Israel viewed the French move as an attempt to get the Quartet for Middle East peace – the UN, the U.S., Russia and the EU – to soften its conditions for international recognition of Hamas.

A senior Israeli official said that since the end of the Gaza operation, his country was concerned about a possible break in European support for the boycott of the Hamas government in Gaza.

U.S. President Barack Obama’s Mideast envoy, George Mitchell, met French Foreign Minister Bernard Kouchner in Paris recently.

During the meeting the Gaza ceasefire was discussed and Kouchner stressed the need for inter-Palestinian dialogue and for the border crossings into Gaza to be reopened.

Kouchner again suggested France was open to the idea of a unity government if Hamas softened its stance.

Meanwhile, Irish Foreign Minister Michael Martin told reporters in Damascus on Monday that some kind of engagement with Hamas may have to feature in future European Union policy.

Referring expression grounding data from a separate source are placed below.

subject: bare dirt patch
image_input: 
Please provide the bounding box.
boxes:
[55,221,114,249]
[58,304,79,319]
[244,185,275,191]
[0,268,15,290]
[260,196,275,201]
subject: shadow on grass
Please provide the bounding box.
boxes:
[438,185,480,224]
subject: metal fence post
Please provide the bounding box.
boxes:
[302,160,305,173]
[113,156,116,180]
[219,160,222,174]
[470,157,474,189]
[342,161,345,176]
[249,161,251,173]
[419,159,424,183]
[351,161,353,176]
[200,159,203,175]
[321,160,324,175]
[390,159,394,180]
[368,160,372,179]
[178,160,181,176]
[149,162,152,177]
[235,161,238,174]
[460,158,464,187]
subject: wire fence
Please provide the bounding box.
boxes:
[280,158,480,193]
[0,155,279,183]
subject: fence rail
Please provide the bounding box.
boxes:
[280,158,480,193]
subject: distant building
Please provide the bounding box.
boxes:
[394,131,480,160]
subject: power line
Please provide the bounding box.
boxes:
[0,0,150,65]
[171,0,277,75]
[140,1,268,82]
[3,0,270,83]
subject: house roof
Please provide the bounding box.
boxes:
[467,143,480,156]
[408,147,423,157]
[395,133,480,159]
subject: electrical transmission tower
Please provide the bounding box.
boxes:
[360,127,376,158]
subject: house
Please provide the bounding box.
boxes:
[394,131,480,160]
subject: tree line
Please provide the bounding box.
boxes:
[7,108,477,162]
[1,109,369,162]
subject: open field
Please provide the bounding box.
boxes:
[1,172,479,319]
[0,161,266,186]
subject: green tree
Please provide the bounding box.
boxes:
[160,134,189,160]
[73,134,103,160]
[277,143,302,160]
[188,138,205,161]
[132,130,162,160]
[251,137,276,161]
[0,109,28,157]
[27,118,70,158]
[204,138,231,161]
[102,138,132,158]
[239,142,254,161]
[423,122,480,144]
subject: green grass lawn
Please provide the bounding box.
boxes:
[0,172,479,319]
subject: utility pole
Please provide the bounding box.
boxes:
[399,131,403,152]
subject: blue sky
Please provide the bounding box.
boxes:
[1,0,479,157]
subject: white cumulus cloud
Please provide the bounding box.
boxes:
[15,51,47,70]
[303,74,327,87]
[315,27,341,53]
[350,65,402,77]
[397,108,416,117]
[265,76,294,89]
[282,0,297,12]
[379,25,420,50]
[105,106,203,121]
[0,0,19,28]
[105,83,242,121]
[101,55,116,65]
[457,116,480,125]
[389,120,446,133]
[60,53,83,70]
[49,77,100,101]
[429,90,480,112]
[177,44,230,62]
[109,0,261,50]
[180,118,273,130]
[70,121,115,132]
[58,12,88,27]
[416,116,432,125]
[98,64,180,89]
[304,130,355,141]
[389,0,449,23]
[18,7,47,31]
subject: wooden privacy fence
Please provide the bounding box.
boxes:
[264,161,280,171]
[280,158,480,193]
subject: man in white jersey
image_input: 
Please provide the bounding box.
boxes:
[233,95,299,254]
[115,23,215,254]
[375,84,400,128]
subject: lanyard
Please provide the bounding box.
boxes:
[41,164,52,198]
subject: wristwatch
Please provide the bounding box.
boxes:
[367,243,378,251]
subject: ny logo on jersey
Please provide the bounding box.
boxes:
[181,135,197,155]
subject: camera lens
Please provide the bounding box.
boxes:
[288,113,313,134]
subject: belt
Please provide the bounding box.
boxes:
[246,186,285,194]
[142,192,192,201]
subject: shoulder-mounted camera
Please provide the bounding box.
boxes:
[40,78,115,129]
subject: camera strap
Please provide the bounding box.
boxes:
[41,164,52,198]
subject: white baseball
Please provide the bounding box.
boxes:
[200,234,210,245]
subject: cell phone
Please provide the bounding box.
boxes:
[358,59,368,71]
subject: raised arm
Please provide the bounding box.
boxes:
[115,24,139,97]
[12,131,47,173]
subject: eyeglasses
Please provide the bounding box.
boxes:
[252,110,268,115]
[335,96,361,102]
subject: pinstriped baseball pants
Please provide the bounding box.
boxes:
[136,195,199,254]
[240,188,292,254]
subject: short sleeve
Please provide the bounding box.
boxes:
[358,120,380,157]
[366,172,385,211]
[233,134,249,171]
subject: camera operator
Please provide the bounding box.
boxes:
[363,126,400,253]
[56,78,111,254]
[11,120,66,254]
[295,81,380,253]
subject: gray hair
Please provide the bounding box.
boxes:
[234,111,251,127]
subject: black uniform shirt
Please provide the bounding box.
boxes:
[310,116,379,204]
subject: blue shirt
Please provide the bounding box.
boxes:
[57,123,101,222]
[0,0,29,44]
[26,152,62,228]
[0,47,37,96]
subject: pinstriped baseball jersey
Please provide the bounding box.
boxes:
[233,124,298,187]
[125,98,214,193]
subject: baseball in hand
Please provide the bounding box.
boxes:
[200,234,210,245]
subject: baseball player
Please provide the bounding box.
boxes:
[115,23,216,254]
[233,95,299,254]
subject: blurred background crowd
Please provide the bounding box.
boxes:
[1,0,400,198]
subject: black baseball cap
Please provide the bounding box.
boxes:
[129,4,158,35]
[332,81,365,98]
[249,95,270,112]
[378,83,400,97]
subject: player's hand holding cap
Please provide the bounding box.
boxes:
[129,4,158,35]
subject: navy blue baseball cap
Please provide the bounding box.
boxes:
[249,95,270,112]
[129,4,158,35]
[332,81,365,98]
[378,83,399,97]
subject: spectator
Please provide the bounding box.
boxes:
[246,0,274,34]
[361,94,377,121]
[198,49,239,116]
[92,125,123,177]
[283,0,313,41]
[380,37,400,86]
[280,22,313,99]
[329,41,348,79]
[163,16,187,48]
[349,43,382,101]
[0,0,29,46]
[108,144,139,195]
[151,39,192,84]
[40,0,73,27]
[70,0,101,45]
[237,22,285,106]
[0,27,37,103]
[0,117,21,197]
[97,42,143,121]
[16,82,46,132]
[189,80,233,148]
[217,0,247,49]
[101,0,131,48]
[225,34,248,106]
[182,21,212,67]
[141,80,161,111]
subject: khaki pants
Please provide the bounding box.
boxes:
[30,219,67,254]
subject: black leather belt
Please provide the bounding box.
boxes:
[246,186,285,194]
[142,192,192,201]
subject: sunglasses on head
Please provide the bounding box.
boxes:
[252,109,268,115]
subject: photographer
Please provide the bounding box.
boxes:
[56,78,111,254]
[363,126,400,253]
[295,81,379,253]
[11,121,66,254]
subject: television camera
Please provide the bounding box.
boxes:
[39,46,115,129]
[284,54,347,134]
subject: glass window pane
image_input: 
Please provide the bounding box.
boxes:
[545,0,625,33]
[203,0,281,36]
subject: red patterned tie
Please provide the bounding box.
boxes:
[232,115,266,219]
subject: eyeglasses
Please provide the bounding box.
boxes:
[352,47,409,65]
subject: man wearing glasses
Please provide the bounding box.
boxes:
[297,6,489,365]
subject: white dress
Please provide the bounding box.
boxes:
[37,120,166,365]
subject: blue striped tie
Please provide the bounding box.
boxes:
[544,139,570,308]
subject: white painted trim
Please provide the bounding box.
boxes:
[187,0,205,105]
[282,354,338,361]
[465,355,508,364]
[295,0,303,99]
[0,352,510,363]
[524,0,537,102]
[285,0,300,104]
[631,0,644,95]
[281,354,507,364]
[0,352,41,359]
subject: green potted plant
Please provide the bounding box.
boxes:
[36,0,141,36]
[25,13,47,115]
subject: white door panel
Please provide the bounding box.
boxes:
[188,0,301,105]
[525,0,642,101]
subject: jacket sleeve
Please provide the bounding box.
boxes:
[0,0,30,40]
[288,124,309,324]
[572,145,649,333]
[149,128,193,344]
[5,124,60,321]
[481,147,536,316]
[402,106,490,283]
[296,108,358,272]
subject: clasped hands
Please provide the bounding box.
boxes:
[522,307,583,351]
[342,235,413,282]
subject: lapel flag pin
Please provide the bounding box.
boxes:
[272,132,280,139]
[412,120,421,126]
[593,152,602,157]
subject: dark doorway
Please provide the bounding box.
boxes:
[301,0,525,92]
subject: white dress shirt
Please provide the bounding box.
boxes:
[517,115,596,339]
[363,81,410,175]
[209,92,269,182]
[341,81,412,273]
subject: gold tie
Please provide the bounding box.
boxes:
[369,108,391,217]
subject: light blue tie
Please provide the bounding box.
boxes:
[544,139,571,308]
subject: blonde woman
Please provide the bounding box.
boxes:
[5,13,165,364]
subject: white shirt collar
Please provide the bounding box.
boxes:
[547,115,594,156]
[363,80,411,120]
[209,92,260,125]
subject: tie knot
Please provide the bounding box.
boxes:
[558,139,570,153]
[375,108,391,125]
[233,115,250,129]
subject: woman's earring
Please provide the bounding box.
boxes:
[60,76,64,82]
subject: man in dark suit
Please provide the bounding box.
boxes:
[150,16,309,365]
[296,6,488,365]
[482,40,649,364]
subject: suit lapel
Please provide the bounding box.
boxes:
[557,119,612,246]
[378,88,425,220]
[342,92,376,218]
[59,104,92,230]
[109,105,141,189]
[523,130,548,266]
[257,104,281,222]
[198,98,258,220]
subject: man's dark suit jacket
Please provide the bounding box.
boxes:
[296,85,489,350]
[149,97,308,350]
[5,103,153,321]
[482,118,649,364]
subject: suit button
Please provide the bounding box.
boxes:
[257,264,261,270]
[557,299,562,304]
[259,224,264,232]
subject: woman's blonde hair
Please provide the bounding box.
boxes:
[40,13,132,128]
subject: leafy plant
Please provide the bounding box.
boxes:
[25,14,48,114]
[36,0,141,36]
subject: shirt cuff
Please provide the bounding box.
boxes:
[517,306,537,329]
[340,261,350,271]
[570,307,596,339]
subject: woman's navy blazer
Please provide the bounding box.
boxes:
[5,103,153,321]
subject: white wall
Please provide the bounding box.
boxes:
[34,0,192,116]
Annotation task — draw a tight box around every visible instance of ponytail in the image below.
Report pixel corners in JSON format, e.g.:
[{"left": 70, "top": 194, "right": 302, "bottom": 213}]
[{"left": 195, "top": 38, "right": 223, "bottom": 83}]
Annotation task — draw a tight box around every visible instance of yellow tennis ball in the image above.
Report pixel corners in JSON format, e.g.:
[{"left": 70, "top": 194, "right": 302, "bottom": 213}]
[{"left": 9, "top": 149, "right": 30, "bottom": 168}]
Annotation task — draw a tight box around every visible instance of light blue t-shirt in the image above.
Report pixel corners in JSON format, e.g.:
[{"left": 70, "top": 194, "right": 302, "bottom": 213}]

Hamas’s erstwhile foe and bitter rival Palestinian Authority President Mahmoud Abbas, who controls the West Bank, also discussed the issue with French President Nicholas Sarkozy in Paris on Monday.

Abbas too called for a unity Palestinian government and said Hamas’s inclusion was imperative as long as it recognised his supreme authority.

On Monday Sarkozy also met Qatar’s Prime Minister, Sheik Hamad bin Jassem Al-Thani, whose Persian Gulf country has emerged as a regional mediator since helping to resolve a political crisis in Lebanon last year. Al-Thani insisted Hamas should not be sidelined from peace efforts.

“We must work for a government of national unity between the Palestinians. There should not be efforts to delete or distance one of the Palestinian parties present on the ground,” Al-Thani told reporters.

Israeli columnist and analyst Akiva Elder noted in the daily Haaretz that Israel’s continual denial of the reality of Hamas as a legitimate political entity was short-sighted.

For 20 years Israel has tried to destroy the movement using carrots and sticks alternately. The only difference between the ruling Kadima party’s leader and minister of foreign affairs, Tzipi Livni, and the more right-wing opposition Likud party leader Binyamin Netanyahu is the size of the clubs to be used, argued Eldar.

“Precisely because of the many children killed in Gaza, Cast Lead has been assured a place of honour in the ethos of the struggle of the Palestinian David, armed with primitive Qassams, and the Israeli Goliath, with his F-16s,” said Eldar.

“When they hear the proud declarations of Israel’s leaders, to the effect that deterrence has been restored, Hamas’s leaders certainly laugh themselves to death, and not just because of the rockets that continue to fall on the people of Ashkelon.

“The threat of a few more bombs on Gaza deters them like the death penalty deters a suicide bomber on the way to carry out an attack,” said Eldar.

Only a long-term ceasefire, it seems, accompanied by a real diplomatic context, can pull the rug of popular support out from under Hamas and restore it to its natural proportions.